桃の節句に桜餅
2月も半ばになると、「ひな祭り」に向けて桜餅が和菓子屋の店頭をにぎわす。だが、ひな祭りは桃の節句であって桜の節句ではない。なぜ桜餅なのか。そもそもの供え物は、赤、白、緑を重ねた菱餅だったはずである。その市場が広がりを持たなかったため、その色にかけて、赤の桜餅、白の大福餅、緑の草餅の売り込みをもくろんだのではなかろうか。
さて桜餅は、隅田川を挟んで浅草の対岸、向島5丁目の「長命寺」近くに店を構える山本屋の初代店主、山本新六が享保2年(1717年)に考案したとされる。隅田川のこのあたりは徳川吉宗が開発した桜の名所で、長命寺の門番をしていた新六が、桜の葉で餅をくるんで花見客に売り出したところ、大ヒットしたというのである。

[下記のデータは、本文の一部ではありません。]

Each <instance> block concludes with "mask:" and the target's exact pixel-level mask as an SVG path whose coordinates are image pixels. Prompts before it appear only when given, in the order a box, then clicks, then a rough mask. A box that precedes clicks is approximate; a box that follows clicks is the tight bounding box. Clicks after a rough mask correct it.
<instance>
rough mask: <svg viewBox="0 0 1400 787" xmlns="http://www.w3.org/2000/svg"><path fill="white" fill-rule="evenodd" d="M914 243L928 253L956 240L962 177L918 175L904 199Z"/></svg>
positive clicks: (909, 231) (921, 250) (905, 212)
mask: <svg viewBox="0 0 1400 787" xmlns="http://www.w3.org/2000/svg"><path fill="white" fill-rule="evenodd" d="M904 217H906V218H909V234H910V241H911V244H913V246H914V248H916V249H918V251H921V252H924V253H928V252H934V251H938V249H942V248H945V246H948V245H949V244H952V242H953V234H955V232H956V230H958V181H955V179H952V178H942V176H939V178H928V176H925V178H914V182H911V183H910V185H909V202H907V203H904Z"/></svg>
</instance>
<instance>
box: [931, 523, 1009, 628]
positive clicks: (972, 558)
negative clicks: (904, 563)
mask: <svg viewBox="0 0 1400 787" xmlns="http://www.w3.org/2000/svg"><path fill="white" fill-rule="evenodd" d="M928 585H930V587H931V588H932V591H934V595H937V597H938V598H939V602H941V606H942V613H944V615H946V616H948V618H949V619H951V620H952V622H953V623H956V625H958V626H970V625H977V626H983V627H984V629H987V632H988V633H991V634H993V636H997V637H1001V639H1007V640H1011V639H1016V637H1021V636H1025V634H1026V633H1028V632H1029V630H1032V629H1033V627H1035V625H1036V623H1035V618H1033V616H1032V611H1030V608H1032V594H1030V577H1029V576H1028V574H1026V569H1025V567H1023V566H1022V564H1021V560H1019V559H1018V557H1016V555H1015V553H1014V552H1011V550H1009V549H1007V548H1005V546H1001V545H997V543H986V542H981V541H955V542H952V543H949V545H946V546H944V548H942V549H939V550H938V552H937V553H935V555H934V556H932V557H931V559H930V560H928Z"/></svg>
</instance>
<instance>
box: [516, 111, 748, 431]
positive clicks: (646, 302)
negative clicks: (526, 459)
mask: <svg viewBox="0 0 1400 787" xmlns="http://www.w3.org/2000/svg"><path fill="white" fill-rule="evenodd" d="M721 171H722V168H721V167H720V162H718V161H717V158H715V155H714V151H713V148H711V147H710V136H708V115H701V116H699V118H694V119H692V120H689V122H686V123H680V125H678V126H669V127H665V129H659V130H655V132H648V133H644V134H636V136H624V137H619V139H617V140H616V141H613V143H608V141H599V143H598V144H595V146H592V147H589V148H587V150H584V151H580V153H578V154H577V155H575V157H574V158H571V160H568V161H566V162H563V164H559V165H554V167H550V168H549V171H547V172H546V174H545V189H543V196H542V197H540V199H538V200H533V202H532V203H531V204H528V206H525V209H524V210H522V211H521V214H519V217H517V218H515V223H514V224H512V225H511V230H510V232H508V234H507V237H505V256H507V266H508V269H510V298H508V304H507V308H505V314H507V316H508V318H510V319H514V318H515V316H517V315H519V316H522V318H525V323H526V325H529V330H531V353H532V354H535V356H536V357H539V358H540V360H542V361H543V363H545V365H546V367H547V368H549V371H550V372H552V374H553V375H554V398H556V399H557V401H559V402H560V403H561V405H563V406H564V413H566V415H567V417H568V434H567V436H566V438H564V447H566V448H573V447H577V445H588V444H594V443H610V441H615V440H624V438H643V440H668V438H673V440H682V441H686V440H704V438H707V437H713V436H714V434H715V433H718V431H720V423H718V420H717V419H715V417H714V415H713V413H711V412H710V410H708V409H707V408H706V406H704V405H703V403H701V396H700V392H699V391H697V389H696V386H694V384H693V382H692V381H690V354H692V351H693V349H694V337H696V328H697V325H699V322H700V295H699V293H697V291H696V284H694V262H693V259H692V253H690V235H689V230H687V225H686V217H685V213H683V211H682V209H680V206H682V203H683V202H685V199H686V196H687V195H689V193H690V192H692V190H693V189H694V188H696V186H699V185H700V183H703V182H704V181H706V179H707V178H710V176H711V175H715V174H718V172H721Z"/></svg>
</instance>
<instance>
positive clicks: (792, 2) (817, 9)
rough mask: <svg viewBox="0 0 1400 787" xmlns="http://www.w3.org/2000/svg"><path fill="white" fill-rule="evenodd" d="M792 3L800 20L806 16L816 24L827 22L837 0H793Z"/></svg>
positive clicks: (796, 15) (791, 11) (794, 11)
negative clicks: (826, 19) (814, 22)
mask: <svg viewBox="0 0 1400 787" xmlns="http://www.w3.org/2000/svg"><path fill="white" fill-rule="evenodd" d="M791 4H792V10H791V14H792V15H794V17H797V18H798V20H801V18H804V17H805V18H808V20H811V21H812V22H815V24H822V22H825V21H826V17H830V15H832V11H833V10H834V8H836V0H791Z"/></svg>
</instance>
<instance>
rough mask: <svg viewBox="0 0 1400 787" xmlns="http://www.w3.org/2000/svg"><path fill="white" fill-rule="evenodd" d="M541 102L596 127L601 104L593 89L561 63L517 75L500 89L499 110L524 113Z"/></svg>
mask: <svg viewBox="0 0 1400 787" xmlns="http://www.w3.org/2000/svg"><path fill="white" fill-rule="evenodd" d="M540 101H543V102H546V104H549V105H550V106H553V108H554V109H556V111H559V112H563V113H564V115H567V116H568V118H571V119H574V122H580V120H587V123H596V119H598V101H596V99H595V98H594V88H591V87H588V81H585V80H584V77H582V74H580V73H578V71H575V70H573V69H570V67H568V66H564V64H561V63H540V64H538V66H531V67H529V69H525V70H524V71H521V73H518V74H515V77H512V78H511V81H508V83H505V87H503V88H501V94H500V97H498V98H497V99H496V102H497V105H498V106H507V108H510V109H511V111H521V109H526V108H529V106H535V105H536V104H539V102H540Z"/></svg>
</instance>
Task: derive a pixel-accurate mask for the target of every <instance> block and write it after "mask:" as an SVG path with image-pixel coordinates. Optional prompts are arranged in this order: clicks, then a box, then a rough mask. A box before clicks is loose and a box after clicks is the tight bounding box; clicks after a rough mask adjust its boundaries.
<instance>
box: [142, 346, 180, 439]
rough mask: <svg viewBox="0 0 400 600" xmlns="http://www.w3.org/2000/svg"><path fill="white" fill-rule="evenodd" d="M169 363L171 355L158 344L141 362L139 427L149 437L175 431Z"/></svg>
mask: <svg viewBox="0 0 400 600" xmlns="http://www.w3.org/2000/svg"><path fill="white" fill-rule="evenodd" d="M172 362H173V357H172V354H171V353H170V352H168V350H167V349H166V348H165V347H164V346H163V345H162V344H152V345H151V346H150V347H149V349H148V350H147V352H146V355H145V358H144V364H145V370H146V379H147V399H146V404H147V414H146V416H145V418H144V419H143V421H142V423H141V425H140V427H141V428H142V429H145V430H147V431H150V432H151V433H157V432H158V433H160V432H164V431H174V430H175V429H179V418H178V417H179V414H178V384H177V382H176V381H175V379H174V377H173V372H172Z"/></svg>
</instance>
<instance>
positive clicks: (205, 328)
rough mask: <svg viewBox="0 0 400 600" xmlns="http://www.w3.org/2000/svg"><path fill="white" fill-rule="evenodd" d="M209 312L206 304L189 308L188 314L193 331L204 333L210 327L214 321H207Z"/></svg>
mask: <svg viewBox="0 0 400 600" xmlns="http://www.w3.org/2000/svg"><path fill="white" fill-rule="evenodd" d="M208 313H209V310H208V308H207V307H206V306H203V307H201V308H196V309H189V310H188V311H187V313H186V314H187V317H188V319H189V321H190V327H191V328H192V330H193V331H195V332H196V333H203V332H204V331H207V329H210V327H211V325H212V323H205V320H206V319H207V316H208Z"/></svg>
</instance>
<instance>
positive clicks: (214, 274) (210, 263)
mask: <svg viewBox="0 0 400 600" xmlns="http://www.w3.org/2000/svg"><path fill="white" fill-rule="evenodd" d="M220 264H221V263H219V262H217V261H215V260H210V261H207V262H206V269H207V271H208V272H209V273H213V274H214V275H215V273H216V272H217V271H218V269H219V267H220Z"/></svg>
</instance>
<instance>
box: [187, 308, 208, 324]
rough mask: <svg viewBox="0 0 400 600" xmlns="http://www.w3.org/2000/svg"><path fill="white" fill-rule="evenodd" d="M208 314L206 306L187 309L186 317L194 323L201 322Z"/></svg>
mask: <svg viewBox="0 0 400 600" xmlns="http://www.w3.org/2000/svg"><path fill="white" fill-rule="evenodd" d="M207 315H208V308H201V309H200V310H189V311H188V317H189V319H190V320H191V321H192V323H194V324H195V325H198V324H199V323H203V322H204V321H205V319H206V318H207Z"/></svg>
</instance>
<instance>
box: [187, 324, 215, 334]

この山本屋の桜餅は、3枚の葉でくるむなど、ちょっと変わっている。小麦粉などで作った焼皮で餡を巻くかサンドし、1枚の葉でくるむのが一般的であろう。だがそれも関東の話。関西で桜餅といえば、道明寺粉を使った粒々感のある餅で餡を包んだものをいう。例外もあるが、塩漬けの桜の葉で包むのは東西共通のようである。
ところで、この葉も一緒に食べてしまう人が多いのに私は驚く。葉をはがして食べると怪訝な顔をされるのである。全くの個人的感想だが、まるで漬物と一緒に食べているようでミスマッチもいいところだ。柏餅だって(菓子ではないが)柿の葉寿司だって、葉は食べないではないか。古来、植物の葉は食器代わりにされたし、食物に香りをつけたり、葉に含まれる殺菌成分で保存性を高めたりするために使われてきた。だから、葉を食べるのは本来の姿ではないと思うのだが。
まあ、理屈っぽい話はさておき、季節の味は気持ちよく楽しもう。「西新橋通信」としては向島に行くのも何だなあと思い、虎ノ門3丁目の「岡埜栄泉」を訪ねた。かつて日本サッカー協会会長をしていた岡野俊一郎氏が経営する上野駅前の有名店とは関係がなく、大正元年(1912)創業、昭和23年(1948)から当地に店を構え、豆大福がうまいと評判の老舗である。店の外観の特徴となっている大きな丸窓には雛人形が飾られ、季節感を演出していた。こちらの桜餅は、かなり水分の多いジューシーな餡を紅白2種類の薄い生地で巻いたもの。この餡を包むのは技術が要りそうだ、などと考えながら、おいしくいただいた。もちろん、葉をはがして、である。